R2g presents bremen coalition agreement: the miracle of bremen

Carsten Sieling announces the red-green-red "departure" and then steps down as mayor after all. And what else is important in the coalition agreement?

Announcement in Bremen’s city hall: The representatives of the Greens, SPD and Left (from left to right) Photo: dpa

For SPD state chairwoman Sascha Aulepp, it is a "vision," for Hermann Kuhn, state spokesman for the Greens, a "miracle": the red-green-red coalition agreement. After only three weeks of negotiations, it was presented to the public on Monday in remarkable cross-party harmony.

What was agreed?

At the top of the wish list is the new construction and expansion of (all-day) schools and daycare centers and better staffing for them, especially in disadvantaged neighborhoods. By 2023, at least 60 percent of under-threes in their district are to have a childcare place. The energy-efficient refurbishment of public buildings is now also a priority. In addition, 10,000 apartments are to be built, and municipal land is only to be leased or developed by the city itself, not sold to investors. The number of social housing units is to be increased again, to 8,000. Children and young people are to be able to go to the open-air swimming pool more cheaply and ride the bus and train free of charge if they come from precarious backgrounds. Collective bargaining agreements are to be strengthened, the state minimum wage is to be increased and, in case of doubt, businesses are to be forced to pay into a training fund if companies do not provide training.

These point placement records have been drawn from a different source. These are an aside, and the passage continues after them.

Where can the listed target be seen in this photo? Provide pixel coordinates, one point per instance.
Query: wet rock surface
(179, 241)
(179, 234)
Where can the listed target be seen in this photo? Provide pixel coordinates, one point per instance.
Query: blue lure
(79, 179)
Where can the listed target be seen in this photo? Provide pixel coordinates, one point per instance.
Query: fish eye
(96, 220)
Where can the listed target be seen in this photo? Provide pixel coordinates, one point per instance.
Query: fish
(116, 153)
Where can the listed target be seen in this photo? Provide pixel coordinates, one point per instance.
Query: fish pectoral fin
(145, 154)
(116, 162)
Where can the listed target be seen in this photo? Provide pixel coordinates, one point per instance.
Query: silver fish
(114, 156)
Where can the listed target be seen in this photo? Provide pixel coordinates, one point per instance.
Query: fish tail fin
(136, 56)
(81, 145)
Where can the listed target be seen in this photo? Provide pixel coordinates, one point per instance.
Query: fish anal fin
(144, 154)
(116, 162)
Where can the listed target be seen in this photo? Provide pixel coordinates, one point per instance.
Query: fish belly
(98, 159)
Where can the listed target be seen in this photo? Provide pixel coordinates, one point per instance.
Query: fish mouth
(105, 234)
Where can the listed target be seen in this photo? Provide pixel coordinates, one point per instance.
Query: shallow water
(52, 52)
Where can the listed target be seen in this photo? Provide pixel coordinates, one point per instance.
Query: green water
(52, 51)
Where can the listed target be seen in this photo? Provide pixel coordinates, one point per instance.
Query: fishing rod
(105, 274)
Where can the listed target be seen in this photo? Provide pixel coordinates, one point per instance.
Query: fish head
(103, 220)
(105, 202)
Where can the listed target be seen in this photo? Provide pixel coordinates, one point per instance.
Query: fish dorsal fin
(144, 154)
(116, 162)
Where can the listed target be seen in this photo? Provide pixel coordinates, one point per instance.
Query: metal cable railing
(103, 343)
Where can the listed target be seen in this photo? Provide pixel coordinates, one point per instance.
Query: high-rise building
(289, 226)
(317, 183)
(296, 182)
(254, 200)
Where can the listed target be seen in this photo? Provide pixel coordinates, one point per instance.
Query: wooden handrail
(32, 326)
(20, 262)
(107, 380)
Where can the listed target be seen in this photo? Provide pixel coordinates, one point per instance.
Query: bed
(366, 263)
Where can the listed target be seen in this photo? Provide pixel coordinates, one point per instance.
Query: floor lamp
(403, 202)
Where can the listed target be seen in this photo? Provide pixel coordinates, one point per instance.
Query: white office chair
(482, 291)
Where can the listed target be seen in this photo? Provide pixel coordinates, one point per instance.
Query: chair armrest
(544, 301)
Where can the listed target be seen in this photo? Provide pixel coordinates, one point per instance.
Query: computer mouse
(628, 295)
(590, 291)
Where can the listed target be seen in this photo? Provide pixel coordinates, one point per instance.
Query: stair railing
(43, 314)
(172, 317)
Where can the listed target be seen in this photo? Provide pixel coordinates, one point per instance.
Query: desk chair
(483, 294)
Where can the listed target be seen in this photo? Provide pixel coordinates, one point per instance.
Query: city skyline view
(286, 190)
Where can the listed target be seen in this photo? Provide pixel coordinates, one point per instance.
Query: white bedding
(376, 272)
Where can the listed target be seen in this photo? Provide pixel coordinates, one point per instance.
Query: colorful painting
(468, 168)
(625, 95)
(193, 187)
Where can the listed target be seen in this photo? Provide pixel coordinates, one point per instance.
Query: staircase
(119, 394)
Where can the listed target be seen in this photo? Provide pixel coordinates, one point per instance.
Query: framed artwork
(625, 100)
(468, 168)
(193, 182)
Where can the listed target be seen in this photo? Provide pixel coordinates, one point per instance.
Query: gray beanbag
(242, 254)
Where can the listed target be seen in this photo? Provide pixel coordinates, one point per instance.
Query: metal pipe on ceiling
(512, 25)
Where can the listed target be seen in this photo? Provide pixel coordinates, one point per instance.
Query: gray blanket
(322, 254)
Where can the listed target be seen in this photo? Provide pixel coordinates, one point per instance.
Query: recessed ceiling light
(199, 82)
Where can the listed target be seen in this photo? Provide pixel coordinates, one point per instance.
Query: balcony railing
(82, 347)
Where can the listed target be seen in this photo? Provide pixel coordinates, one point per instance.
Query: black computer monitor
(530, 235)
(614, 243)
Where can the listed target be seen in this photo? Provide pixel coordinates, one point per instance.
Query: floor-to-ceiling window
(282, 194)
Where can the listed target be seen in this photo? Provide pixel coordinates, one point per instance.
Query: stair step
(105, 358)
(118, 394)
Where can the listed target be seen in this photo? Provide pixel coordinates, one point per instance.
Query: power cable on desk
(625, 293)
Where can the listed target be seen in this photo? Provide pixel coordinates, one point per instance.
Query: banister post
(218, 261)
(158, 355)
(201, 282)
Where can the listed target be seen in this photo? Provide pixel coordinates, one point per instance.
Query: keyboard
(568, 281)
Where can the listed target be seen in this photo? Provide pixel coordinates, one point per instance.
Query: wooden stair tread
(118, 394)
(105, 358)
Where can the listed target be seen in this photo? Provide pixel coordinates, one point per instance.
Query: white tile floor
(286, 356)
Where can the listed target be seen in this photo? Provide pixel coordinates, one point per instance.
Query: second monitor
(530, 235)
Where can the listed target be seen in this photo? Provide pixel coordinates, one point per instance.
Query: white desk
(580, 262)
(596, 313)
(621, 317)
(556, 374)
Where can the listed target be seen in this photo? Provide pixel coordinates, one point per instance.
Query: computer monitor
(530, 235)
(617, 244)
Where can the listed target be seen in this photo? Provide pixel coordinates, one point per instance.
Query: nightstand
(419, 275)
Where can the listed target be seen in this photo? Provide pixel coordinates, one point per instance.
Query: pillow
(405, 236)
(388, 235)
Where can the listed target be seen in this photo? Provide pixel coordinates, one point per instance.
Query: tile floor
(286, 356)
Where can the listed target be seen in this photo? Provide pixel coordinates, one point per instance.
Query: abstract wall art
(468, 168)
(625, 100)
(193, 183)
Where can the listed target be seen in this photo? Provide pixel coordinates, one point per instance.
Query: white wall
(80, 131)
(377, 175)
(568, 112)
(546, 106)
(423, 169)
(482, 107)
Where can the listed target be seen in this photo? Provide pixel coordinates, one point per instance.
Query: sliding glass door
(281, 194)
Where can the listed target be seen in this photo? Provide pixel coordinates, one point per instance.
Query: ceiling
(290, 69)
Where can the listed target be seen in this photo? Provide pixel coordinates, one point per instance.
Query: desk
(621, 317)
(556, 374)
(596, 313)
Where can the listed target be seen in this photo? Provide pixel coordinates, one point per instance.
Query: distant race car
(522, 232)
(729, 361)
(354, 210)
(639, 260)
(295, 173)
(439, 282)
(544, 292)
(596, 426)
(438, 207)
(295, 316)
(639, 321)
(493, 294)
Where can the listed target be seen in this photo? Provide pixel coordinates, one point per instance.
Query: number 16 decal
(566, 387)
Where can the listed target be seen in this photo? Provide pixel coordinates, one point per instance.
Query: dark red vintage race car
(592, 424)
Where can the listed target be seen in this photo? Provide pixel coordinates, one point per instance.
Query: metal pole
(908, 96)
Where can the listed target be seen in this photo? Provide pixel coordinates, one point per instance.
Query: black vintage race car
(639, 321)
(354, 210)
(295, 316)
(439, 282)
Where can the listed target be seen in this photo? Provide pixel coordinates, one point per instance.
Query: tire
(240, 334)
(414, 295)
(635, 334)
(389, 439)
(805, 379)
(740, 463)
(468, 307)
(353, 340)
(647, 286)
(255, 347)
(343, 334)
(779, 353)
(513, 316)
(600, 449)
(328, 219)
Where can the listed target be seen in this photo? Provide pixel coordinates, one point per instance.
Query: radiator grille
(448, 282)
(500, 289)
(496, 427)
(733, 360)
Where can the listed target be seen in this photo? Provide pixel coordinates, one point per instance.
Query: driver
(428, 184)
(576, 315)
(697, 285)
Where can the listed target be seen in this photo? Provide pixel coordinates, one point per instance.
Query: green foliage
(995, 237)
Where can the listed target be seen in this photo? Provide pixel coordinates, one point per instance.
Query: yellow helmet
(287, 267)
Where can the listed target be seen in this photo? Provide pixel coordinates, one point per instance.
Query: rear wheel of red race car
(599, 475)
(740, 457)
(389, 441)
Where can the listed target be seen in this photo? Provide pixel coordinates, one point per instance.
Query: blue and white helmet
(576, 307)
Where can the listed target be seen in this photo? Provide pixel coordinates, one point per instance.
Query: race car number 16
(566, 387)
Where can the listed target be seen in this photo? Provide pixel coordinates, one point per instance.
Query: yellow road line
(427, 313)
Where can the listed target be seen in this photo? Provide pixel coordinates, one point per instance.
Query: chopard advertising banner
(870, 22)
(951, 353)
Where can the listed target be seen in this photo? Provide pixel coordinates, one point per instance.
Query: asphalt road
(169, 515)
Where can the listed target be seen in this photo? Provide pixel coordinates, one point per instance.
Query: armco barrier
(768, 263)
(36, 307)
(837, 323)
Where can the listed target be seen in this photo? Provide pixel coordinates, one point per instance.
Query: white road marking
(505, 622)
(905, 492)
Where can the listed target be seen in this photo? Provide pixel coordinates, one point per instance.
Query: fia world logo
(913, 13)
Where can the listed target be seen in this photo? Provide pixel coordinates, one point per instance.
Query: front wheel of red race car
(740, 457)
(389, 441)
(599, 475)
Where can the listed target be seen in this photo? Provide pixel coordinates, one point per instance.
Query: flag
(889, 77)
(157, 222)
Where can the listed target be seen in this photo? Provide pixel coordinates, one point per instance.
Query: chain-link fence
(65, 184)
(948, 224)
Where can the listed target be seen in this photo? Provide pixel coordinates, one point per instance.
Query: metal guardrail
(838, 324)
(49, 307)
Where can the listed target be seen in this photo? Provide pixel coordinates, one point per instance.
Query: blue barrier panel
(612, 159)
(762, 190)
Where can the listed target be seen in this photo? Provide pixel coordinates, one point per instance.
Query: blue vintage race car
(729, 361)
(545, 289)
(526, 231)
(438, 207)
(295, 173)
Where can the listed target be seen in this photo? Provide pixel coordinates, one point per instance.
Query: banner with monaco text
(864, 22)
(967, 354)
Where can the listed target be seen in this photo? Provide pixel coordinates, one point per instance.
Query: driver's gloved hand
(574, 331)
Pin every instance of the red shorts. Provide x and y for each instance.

The police and judiciary will be given more personnel, but no new powers, i.e. no "state Trojans. It was already known that the city center is to be car-free by 2030. In addition, Red-Green-Red wants to pressure the local energy supplier swb to shut down its coal-fired piles by 2023. And: From now on, all decisions are subject to a "climate proviso," as the Greens emphasize.

What only is being examined?

The idea of free local transport for all Bremen residents, like the competing idea of a 365-euro annual ticket based on the Viennese model, has only made it onto the list of test orders. The same applies to a rent cap, as planned by the red-red-green state government in Berlin.

Who is going to pay for all this?

Red-Green-Red agrees that more has been decided than can be created and paid for in four years. We will "start in part," says Hermann Kuhn, and there is also a ten-part priority list. 80 million euros of the debt should be repaid per year, the planned school and Kitaneubauten therefore the Gewoba and Brebau pay and then rent to Bremen. Despite all the demonstrative unity, conflicts lurk here. The upcoming budget discussions will therefore be "second coalition negotiations," Kuhn predicts.

Who will do what?

The parties may now decide on this alone. After yesterday’s resignation of Mayor Carsten Sieling, the newly elected parliamentary group leader Andreas Bovenschulte will probably become President of the Senate and Senator for Culture. Claudia Bogedan as education and Ulrich Maurer as interior senator are considered set, the confusedly newly created department of justice, science and ports gets Claudia Schilling from Bremerhaven.

For the Greens, Anja Stahmann will probably remain Senator for Social Affairs and top candidate Maike Schaefer will take over the Building and Environment portfolio. Dietmar Strehl, the current State Councillor, is under discussion as Green Finance Senator. For the Left Party, Kristina Vogt will probably be the Senator for Economics, Labor and Europe, and Claudia Bernhard will be the Senator for Health, Women and Consumer Protection. In total, there will be nine instead of eight senators, plus 15 state councillors.

Will Bremen now become a model for the federal government with R2G?

"Not likely," says Hermann Kuhn of the Green Party. And the Left Party finds the question "secondary.